The good news is that Jenny may finally overwrite Kendrick's Miss Perfect image. The bad news is she might have done too good a job.
"When I was at Sundance, this woman raised her hand and really praised Melanie's performance, and then she looked at me and said, ‘You—you, I wanted to throttle.'" At the premiere's after-party, Kendrick found herself monitoring her drinks and wondering why she couldn't shake off the stranger's words. "It just haunted me," she says. "I suppose you're supposed to take it as a compliment that people had such a visceral response to your character that they don't even separate you from your performance. But it was unsettling."
Part of the trouble is that she is Jenny, at least a little. Swanberg seeks synergy between his actors and their parts. To play Jenny, Kendrick offered up bits of both herself and her friends for judgment. "I was really exposing parts of myself that I didn't like," Kendrick says. Swanberg, while filming, would ask her to do things such as speak on camera about a recent visit from her mother. "And a deeper betrayal, in every way, is exposing parts of people who are incredibly close to me."
Being a young actress means navigating emotional and strategic pitfalls—both what you can handle, and how much of you Hollywood actually wants, even when it clamors for more. It's no coincidence that Kendrick, who's been averaging five films per year, is watchful of her image, which means turning down endless offers to play "unlikable, business-focused young things." She has to say no to the wrong projects before audiences say no to her, and she's surrounded by cautionary tales. "Like Jennifer Lawrence being everywhere, and then people going, ‘Ugh, that Jennifer Lawrence is fucking everywhere,'" Kendrick says. "Right, but that's because you put her everywhere. You keep blogging about her, and then she's too ubiquitous for your taste."
For now, Kendrick is emulating the classic stars of the '30s and '40s, her favorite period in Hollywood history. She's working closely with directors she loves (next year's Digging for Fire will be her third teaming with Swanberg in 18 months), and even resurrecting the musical with three song-heavy flicks in a row: Into the Woods, The Last Five Years and Pitch Perfect 2. "That was the opposite of a plan—like, you're not supposed to do that," she admits. That doesn't mean she's making a career of hoofing it. "And I don't have the discipline to dance like a Busby Berkeley dancer. That shit is on point."
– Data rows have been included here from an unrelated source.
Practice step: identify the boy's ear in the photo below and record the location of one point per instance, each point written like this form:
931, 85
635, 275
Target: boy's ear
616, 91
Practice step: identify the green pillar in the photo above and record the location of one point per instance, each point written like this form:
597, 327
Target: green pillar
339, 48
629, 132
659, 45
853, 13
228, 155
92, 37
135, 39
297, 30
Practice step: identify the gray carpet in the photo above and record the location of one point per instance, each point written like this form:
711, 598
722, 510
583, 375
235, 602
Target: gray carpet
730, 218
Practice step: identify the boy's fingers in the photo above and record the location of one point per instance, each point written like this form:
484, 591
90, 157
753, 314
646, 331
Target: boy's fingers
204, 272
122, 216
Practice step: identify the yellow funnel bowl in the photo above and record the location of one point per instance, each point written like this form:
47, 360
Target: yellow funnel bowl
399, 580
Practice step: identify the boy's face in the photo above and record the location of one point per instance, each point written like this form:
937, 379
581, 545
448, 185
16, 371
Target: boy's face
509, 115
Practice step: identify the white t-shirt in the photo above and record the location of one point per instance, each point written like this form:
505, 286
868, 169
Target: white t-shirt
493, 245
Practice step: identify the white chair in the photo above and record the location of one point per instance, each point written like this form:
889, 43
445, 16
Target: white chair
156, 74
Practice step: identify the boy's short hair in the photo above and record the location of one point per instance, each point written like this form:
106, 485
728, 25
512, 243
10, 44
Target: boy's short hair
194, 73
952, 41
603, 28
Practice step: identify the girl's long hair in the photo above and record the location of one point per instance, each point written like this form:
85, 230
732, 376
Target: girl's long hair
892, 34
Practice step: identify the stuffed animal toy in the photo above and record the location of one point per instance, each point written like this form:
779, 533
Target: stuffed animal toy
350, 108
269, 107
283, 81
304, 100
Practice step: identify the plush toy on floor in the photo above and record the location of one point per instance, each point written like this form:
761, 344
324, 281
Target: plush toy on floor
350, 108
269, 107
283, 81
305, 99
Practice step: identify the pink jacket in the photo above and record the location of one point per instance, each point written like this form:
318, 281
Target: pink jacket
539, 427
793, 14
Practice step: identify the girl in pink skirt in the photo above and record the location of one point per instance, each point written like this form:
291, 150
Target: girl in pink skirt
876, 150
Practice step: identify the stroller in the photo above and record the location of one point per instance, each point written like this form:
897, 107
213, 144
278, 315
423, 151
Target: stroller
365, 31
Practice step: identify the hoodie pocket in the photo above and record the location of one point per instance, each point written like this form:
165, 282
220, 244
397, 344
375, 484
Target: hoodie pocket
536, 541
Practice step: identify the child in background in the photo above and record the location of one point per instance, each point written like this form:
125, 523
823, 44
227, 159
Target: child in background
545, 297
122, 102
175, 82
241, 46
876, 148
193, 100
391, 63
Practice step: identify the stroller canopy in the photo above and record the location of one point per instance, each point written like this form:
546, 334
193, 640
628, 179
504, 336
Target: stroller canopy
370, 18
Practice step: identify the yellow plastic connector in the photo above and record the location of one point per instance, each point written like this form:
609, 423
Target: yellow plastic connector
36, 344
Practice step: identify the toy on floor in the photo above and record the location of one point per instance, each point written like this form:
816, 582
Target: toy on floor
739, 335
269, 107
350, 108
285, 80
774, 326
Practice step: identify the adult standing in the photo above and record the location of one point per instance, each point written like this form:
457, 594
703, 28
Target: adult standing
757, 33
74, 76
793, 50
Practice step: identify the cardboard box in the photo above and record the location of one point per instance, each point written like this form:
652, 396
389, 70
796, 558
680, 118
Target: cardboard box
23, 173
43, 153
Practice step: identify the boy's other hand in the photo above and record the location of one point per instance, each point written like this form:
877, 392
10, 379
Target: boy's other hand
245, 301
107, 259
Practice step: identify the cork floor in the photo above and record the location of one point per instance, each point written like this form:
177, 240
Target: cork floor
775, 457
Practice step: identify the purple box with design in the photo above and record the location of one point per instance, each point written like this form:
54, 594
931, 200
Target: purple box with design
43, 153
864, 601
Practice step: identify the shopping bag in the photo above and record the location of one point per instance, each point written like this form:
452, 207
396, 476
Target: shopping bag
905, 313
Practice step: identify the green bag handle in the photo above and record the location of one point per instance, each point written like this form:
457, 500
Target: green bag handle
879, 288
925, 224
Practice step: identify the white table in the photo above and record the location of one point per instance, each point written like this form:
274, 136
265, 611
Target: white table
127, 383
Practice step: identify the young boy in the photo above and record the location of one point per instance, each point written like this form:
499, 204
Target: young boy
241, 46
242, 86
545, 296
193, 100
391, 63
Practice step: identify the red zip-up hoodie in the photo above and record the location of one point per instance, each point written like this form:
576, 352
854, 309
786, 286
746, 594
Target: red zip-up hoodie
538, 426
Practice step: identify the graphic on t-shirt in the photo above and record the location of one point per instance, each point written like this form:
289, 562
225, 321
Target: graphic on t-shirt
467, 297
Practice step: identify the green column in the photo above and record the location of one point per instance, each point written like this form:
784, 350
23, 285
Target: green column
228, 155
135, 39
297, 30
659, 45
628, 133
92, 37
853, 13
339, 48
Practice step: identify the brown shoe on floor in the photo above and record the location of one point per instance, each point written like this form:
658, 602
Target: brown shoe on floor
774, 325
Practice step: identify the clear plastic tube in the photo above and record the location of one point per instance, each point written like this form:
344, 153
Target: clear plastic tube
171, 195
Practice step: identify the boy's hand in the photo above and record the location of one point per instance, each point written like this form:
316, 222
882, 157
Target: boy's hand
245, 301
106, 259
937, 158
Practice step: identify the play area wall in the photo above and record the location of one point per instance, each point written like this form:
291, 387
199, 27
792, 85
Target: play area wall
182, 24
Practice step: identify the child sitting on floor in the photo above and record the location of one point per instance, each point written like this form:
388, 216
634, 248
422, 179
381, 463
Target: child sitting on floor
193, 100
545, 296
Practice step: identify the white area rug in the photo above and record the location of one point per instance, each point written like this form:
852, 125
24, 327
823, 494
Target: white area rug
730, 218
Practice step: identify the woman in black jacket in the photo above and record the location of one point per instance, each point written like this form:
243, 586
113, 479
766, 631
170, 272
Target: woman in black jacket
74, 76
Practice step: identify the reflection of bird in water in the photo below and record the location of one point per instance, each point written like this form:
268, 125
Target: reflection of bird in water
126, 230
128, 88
While preparing for Woods, the musical director warned her that no Cinderella had ever nailed the big ballad, "On the Steps of the Palace," an atonal whirlwind.
"There's always a note or two that's wrong because the song is impossible," Kendrick says, "so I made it my mission to actually get the fucking notes right, which I didn't realize was going to be such a problem." Doesn't that sounds like the vow of a Type-A overachiever, after all?
"I guess," Kendrick says reluctantly. She pauses, then bursts out laughing. "Or you could look at it like, well, that's my fucking job."